And a list of demands and charges was born

More on the kimono kerfuffle.

Protestors against a kimono try-on event at the Museum of Fine Arts Boston are upping the ante. They have issued an extensive list of demands, following an apology on the museum’s website.

A list of demands? It’s an art museum, not the Filth and Scum Corporation.

The new “list of demands and charges” from the group, which calls itself Stand Against Yellow Face @ the MFA, is nearly 2,000 words in length. They group is offended by everything from the prospect that the MFA planned to curate the photos resulting from the event for its Facebook and Instagram accounts to the fact that the robe, they say, is an uchikake, not a kimono. (An uchikake is a formal variety of kimono, or outer robe, used in wedding ceremonies.)

They demand that the museum apologize not only on its website but via “multiple media outlets and on social media” and that it explain “why this event is unacceptable.”
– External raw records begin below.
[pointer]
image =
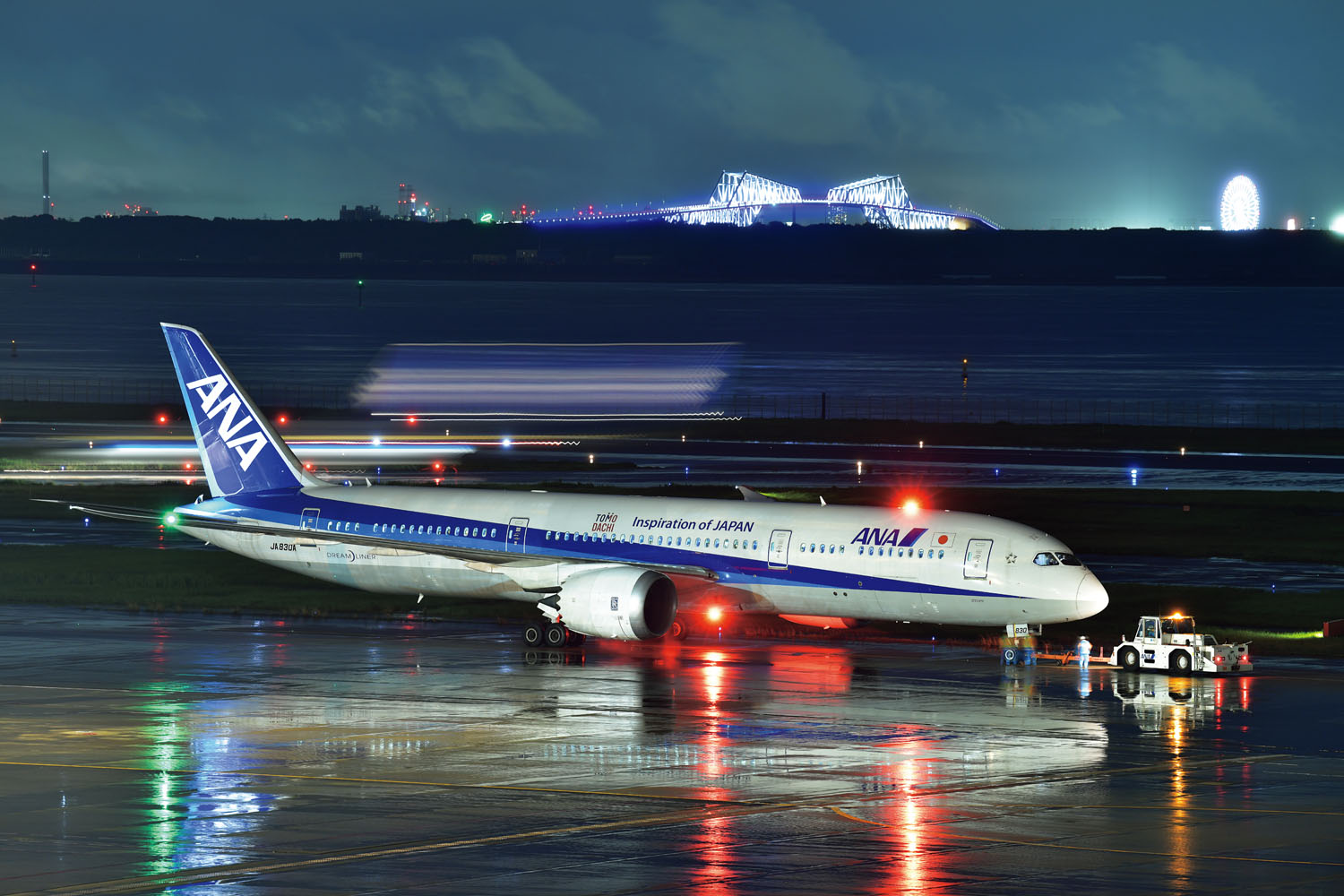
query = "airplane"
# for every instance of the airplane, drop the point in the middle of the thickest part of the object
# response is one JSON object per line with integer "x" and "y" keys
{"x": 607, "y": 565}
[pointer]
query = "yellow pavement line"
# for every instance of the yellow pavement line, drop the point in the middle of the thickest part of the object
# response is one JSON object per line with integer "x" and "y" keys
{"x": 392, "y": 780}
{"x": 938, "y": 831}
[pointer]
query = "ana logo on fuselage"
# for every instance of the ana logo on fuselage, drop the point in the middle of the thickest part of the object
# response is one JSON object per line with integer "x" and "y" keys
{"x": 878, "y": 535}
{"x": 215, "y": 403}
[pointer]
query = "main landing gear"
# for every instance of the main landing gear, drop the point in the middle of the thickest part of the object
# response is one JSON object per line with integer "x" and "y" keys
{"x": 550, "y": 634}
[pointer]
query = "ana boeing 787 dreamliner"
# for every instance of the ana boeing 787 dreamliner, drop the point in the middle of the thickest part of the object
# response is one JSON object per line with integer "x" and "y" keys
{"x": 610, "y": 567}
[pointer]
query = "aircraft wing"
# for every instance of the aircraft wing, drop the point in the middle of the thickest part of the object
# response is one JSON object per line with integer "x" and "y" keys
{"x": 480, "y": 559}
{"x": 110, "y": 511}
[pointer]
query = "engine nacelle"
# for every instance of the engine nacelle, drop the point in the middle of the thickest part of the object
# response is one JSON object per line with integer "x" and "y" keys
{"x": 618, "y": 602}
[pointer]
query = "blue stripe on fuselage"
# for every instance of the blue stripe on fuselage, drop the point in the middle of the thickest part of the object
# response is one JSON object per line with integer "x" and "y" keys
{"x": 285, "y": 508}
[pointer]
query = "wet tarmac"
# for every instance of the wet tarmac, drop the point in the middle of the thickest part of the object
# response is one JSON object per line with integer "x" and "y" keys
{"x": 134, "y": 452}
{"x": 230, "y": 755}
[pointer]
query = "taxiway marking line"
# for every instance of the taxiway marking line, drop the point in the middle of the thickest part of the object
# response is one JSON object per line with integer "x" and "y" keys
{"x": 249, "y": 869}
{"x": 392, "y": 780}
{"x": 1046, "y": 844}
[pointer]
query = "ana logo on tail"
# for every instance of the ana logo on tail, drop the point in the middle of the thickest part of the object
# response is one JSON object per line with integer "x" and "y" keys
{"x": 215, "y": 403}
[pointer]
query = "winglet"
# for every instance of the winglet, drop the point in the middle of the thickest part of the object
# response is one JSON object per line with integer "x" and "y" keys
{"x": 752, "y": 495}
{"x": 239, "y": 449}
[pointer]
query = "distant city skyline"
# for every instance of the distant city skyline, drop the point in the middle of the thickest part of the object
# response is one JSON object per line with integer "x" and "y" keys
{"x": 1054, "y": 115}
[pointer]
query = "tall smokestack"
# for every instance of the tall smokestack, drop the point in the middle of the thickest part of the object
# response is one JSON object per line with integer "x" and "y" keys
{"x": 46, "y": 183}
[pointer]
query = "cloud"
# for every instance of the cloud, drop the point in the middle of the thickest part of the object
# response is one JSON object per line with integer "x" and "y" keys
{"x": 317, "y": 116}
{"x": 1206, "y": 96}
{"x": 1059, "y": 120}
{"x": 769, "y": 72}
{"x": 502, "y": 94}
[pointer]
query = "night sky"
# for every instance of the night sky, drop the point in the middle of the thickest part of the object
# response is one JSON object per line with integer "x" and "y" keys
{"x": 1035, "y": 115}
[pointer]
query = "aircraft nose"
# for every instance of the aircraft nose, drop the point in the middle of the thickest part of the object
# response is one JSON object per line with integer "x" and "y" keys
{"x": 1091, "y": 597}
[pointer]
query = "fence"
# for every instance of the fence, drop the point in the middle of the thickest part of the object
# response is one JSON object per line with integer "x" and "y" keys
{"x": 1039, "y": 411}
{"x": 771, "y": 406}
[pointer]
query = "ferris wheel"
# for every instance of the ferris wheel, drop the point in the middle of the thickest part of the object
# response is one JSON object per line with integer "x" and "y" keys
{"x": 1239, "y": 209}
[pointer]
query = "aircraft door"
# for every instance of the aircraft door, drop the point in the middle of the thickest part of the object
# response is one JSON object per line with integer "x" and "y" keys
{"x": 978, "y": 559}
{"x": 516, "y": 538}
{"x": 780, "y": 548}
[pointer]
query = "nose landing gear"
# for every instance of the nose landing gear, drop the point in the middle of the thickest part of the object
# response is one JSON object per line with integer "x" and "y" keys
{"x": 550, "y": 634}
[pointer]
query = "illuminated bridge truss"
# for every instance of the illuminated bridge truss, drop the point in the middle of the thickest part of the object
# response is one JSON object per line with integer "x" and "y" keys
{"x": 738, "y": 199}
{"x": 741, "y": 196}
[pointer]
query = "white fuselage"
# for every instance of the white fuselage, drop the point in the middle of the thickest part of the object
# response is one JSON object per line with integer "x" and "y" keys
{"x": 855, "y": 562}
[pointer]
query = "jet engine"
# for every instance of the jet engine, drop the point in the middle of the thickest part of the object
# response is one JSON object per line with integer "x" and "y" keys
{"x": 618, "y": 602}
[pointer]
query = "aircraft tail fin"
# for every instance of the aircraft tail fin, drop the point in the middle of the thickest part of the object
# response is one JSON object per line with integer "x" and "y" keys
{"x": 239, "y": 449}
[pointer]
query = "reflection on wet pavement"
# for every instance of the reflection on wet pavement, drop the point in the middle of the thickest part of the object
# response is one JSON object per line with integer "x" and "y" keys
{"x": 142, "y": 753}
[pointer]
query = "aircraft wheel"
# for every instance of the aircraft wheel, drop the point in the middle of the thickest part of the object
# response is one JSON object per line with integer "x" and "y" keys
{"x": 556, "y": 635}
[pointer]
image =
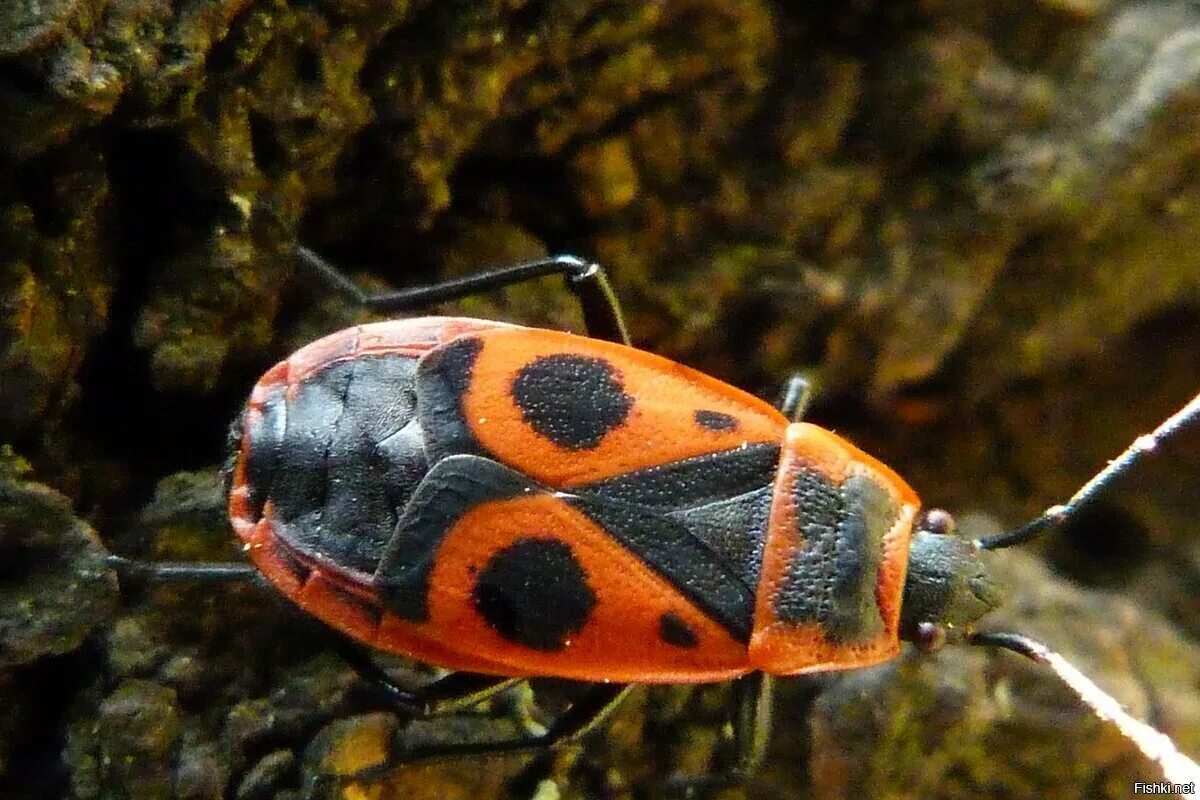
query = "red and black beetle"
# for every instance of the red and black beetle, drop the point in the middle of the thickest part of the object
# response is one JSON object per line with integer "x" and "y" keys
{"x": 514, "y": 503}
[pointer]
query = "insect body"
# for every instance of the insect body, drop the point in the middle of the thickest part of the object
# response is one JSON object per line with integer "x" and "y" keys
{"x": 522, "y": 501}
{"x": 508, "y": 503}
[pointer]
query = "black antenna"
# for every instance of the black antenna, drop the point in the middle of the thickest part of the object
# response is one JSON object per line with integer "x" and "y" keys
{"x": 1147, "y": 443}
{"x": 1157, "y": 746}
{"x": 168, "y": 571}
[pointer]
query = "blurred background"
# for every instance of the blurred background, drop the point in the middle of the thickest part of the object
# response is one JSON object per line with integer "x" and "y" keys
{"x": 972, "y": 224}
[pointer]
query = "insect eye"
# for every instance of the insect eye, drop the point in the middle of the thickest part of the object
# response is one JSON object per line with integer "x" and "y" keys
{"x": 937, "y": 521}
{"x": 930, "y": 637}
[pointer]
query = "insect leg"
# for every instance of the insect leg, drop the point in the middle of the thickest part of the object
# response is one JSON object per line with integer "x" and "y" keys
{"x": 586, "y": 280}
{"x": 751, "y": 732}
{"x": 577, "y": 721}
{"x": 451, "y": 692}
{"x": 793, "y": 400}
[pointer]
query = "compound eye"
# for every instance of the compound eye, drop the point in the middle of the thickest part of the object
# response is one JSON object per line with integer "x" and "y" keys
{"x": 930, "y": 637}
{"x": 936, "y": 521}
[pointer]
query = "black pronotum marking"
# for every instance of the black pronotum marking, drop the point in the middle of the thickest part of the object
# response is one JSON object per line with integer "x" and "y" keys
{"x": 442, "y": 379}
{"x": 340, "y": 458}
{"x": 714, "y": 420}
{"x": 675, "y": 631}
{"x": 534, "y": 593}
{"x": 571, "y": 400}
{"x": 833, "y": 575}
{"x": 694, "y": 481}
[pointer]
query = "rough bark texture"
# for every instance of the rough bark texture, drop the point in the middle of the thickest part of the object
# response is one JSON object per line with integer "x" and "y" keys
{"x": 973, "y": 224}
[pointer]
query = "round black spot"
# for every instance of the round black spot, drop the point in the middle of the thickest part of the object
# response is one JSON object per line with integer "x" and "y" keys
{"x": 534, "y": 593}
{"x": 571, "y": 400}
{"x": 675, "y": 631}
{"x": 714, "y": 420}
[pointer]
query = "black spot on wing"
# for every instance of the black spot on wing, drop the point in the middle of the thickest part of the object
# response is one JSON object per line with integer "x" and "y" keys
{"x": 675, "y": 631}
{"x": 714, "y": 420}
{"x": 571, "y": 400}
{"x": 534, "y": 593}
{"x": 833, "y": 575}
There’s such a thing as making yourself and your cause look silly. I think this group has passed that border and is well into the territory.

“By choosing a painting of a European woman to highlight and to invite the public to dress in her ‘kimono,'” they write, “the MFA is continuing in this tradition of exoticizing the ‘East’ through the lens of a misogynist White patriarchal West while contributing to the invisibilization and erasure of the AAPI [Asian American and Pacific Islander] experience.”

But is it? Is that what it’s doing? Yes, the kimono is apparently seen as exotic, but that by itself isn’t automatically terrible.

Asian-Americans are not united on whether the event is even culturally insensitive, much less racist.

Japanese-American blogger Keiko K., for her part, has published an epicblog post of her own defending the event. Thoughtful and extensively sourced, it’s nearly 5,000 words, and well worth a read.

She goes on,

I’m not so sure the Japanese take La Japonaise that seriously. San-X produced a dango-wielding La Japonaise Rilakkuma stuffed animal with a duck warrior on the kimono to sell at the museums in Japan where Looking East [a traveling museum show] was exhibited (viaRilakkumaLifestyle). It’s sort of an absurd art mirroring life mirroring art—the French borrowing from the Japanese who have borrowed it back and made it something kawaii.

Bahahahaha so it is.


Take that, Camille Monet, and you too, Claude.


  1. Pierce R. Butler says

    The “statement” does not include names of authors or signers.

    How do you pronounce “Poe” in Japanese?

  2. Blanche Quizno says

    Let me see if I understand…so if I stop by that booth at the amusement park and dress up in old-timey garb for a sepia-toned mock frontier portrait, I’m being insensitive and exoticizing a period in our country’s history that we should all recoil in horror from? Or something?

    SOMEBODY’d better warn the Renaissance Faires! The whirlwind’s a-coming!

  3. quixote says

    I wonder what kind of display of the Museum’s collection would have been okay with that group? If you can’t admire another culture, may as well close all the museums down.

    They’ve done worse than make themselves look silly. They’ve handed ammunition to every bigot who wants to use stereotyping to sneer.

  4. Pierce R. Butler says

    Ophelia Benson @ # 2: … it includes nyms of authors or signers…

    Damn, I somehow managed to miss that.

    Any of ’em look Japanese?

  5. MadHatter says

    Their FB page linked by the artnet blog has apparently disappeared. I get the impression they don’t want people to know who they are.

  6. Sili says

    Mildly surprised they didn’t call for the painting itself to be thrown on a bonfire while they were at it,

  7. Kakanian says

    Eh, reenacting a 19th century French woman (who, probably being catholic, would’ve counted as coloured) wearing a Kimono the french style from a portrait that was painted within the context of French Japonism certainly isn’t comparable to letting people play Geishas in front of woodcuts.

    It’s in fact very much like being mad at 17th century reenacters for appropriating high heels in their footwear, as we apparently adopted those from the Ottomans.